Vick hasn’t shown any public sign of remorse
The Atlanta Journal-Constitution
Tuesday, April 07, 2009
Michael Vick can’t even go broke properly. A court in Newport News, Va., rejected his financial reorganization plan Friday for being unworkable. Looking beyond dollars and cents, ESPN legal analyst Lester Munson, who was in the courtroom, wrote of Judge Frank Santoro: “It was clear he was not impressed with Vick’s story of true remorse.”
The rest of Vick’s vocational life will hinge on his ability to convince a skeptical audience he’s really and truly sorry. To date, the erstwhile No. 7 is 0-for-1. Munson again: “He will have to show more sincerity and veracity when he speaks to [NFL commissioner Roger] Goodell.”

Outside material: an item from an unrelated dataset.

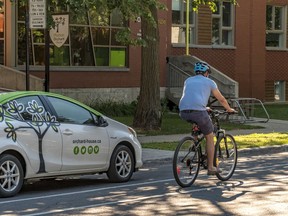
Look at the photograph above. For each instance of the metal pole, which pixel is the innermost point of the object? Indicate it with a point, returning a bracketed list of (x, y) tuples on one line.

Goodell has said contrition —- meaning remorse for doing wrong, not just for getting caught —- will be the key to Vick’s reinstatement to the only league that matters. But the downward spiral of what was once a charmed young life remains awhirl: The same Vick who failed a drug test after pleading guilty just admitted in court to borrowing $150,000 from a pension fund illegally. Is anybody advising him? Is he really sorry for anything?
We on the periphery can’t know. Vick hasn’t addressed the public since Aug. 27, 2007, the day he entered his plea. That seemed a bright start on the rutted road to redemption, but there has since been nothing beyond a roaring silence.
On the stand Friday, Vick said he’d “committed a heinous act,” but “heinous” is a tin-sounding word. Seeking another take, a guy asked Arthur Blank: Does he believe Vick feels “true remorse”?
“I actually planned on seeing him [in prison] twice, but for various reasons it didn’t work out,” Blank said Monday. “I do plan on seeing him when he’s released. The letters I’ve gotten from him have been sincere, and they do show a fair degree of emotion. But at the end of the day it’s not what you say —- it’s what you do.”
Blank wants to see Vick back in the NFL —- just not with his Falcons. “My own judgment is that, if people feel he has learned and he has definitely paid his debt to society, a man should have an opportunity to work.”
Will Goodell feel the same? Blank: “I think Roger will look at it like, ‘Let’s see how you act. Let’s see who you spend time with and how you live your life.’ “
The thought persists that Vick has wasted more than a year of enforced downtime by saying nothing. That might have been the best legal strategy, but PR-wise it was a mistake. We needed to hear from him, whether in the form of a jailhouse interview with “60 Minutes” or a written mea culpa. We needed to hear him say he’d changed as he was changing, not after he’s released to home confinement in his five-bedroom abode.
Someone should have been doing the groundwork for Vick’s return to society and to football, but his pricey lawyers, agents and advisers have availed him little. He’d had a long time to prepare for his first appearance before Judge Santoro, and apparently he whiffed.
Vick cannot afford any more whiffs. When next he says he’s sorry, he must make us believe.